Storage FAQ#
Often, one works with temporary files but ultimately wants to store them in persistent storage locations, typically in the cloud. Hence, LaminDB comes with
a default storage location for persisting data
a registry for managing storage locations:
Storage
What is the default storage location?#
It’s the directory or cloud bucket that you pass when initializing a LaminDB instance:
lamin init --storage ./default-storage # or s3://default-bucket or gs://default-bucket
It’s easiest to see and update default storage in the Python API (storage
):
import lamindb as ln
ln.settings.storage # set via ln.settings.storage = "s3://other-bucket"
#> s3://default-bucket
You can also change it using the CLI via
lamin set --storage s3://other-bucket
Where is my SQLite file?#
The SQLite file is in the default storage location of the instance and called: f"{instance_name}.lndb"

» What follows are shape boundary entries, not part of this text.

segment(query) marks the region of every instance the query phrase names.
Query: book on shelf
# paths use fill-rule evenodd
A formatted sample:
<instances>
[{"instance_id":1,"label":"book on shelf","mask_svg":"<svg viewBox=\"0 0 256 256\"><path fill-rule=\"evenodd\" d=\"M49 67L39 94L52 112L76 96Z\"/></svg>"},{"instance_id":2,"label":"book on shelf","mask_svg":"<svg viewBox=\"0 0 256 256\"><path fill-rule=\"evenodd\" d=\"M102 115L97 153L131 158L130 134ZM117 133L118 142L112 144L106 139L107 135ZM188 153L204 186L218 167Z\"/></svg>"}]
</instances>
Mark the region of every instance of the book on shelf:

You can also see it as part of the database connection string:
ln.setup.settings.instance.db
#> sqlite:///path-to-sqlite
If default storage is in the cloud, the SQLite file is cached in the local cache directory (cache_dir
):
ln.setup.settings.storage.cache_dir
#> path-to-cache-dir
What happens if I move the .lndb
file around?#
The SQLite file has to remain in the default storage location of the instance.

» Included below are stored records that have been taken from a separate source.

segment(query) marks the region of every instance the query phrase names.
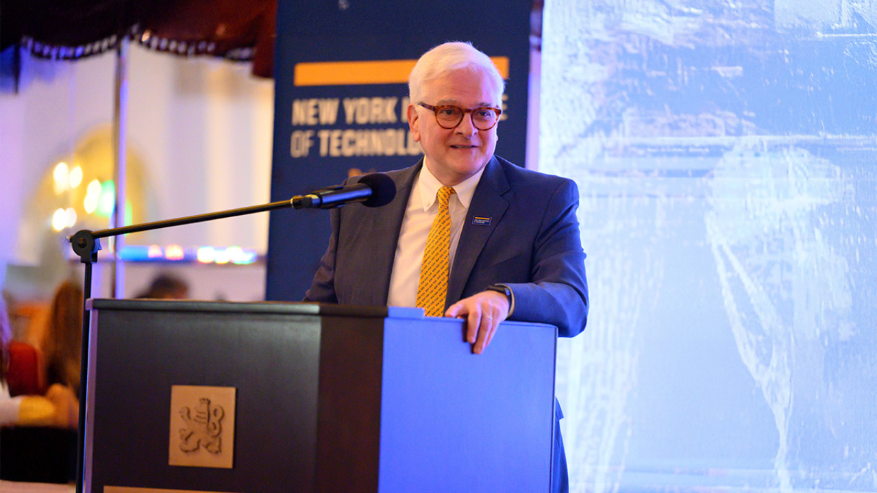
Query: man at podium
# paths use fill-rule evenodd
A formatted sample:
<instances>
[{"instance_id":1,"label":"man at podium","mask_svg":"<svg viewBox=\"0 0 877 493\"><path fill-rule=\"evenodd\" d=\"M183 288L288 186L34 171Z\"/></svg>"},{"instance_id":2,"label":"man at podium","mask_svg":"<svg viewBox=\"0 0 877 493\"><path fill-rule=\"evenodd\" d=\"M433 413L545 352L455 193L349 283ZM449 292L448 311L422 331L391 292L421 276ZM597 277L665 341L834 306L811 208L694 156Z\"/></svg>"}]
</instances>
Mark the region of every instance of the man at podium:
<instances>
[{"instance_id":1,"label":"man at podium","mask_svg":"<svg viewBox=\"0 0 877 493\"><path fill-rule=\"evenodd\" d=\"M407 114L424 156L387 173L397 190L389 204L332 210L329 246L305 301L417 306L427 316L466 318L475 354L505 319L551 324L562 337L584 330L578 188L495 155L503 89L489 57L468 43L439 45L417 61ZM555 430L553 484L567 491Z\"/></svg>"}]
</instances>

You can, however, take the SQLite file and place it in a new location (./mydir
, s3://my-bucket
) and create a new LaminDB instance passing --storage ./mydir
(or --storage s3://my-bucket
). All your metadata is then present in the new instance.
What is the .lamindb/
directory?#
It stores files that are merely referenced by metadata (the key
field of File
is None
).
There is only a single .lamindb/
directory per LaminDB instance.
What should I do if I want to bulk migrate files to another storage?#
Currently, you can only achieve this manually:
Copy or move files into the desired new storage location
Adapt the corresponding record in the
Storage
registry by setting theroot
field to the new location
When should I pass key
and when should I rely purely on metadata to register a file?#
The recommended way of making files findable in LaminDB is to link them to labels and use the description
field of File
.
When you’re registering existing data, however, they’ll often come with a semantic key
(the relative path within the storage location).
Will I never be able to find my file if I don’t give it a description?#
You can’t create files that have none of description
, key
and run
set.
Hence, you will always be able to find your find through either of these or
through additional metadata.
What should I do if I have a local file and want to upload it to S3?#
You can either create a file object from the local file and auto-upload it to the cloud during file.save()
:
file = ln.File(local_filepath)
file.save() # this will upload to the cloud
You can also create a file object from an existing cloud path:
file = ln.File("s3://my-bucket/my-file.csv")
file.save() # this will only save metadata as the file is already in registered storage
This enables to use any tool to move data into the cloud.
How to replace a file in storage?#
file.replace(new_data)
How to update metadata of a file?#
You can edit metadata of the file by querying it and then resetting its attributes. For instance,
file.description = "My new description"
file.save() # save the change to the database
What should I do if I acidentially delete a file from storage?#
The clean way to delete a file in LaminDB is via ln.delete(file)
which will:
always delete the metadata record
prompt to ask if user wants to delete the file from storage
If you delete a file from storage outside of LaminDB, you are left with a file record without valid storage. In this case, you can:
use
ln.delete()
to delete the file record from databsealternatively, if you’d like to keep the record, link the storage back via
file.stage()
file.description = "My new description"
file.save() # save the change to the database
How do I version a file?#
You use the is_new_version_of
parameter:
new_file = ln.File(df, is_new_version_of=old_file)
Then, new_file
automatically has the version
field set, incrementing the version number by one.
You can also pass a custom version:
new_file = ln.File(df, version="1.1", is_new_version_of=old_file)
It doesn’t matter which old version of the file you use, any old version is good!
How to set up a public read-only instance on an s3 bucket?#
For a public read-only instance the bucket should have certain policies configured.
You can read about s3 bucket policies here. For a public read-only instance the bucket should have s3:GetObject
and s3:ListBucket
permissions. The example policy is given below:
{
"Version": "2012-10-17",
"Statement": [
{
"Sid": "AddPerm",
"Effect": "Allow",
"Principal": "*",
"Action": "s3:GetObject",
"Resource": "arn:aws:s3:::your-bucket-name/*"
},
{
"Sid": "AllowList",
"Effect": "Allow",
"Principal": "*",
"Action": "s3:ListBucket",
"Resource": "arn:aws:s3:::your-bucket-name"
}
]
}
Change your-bucket-name
above to the name of your s3 bucket.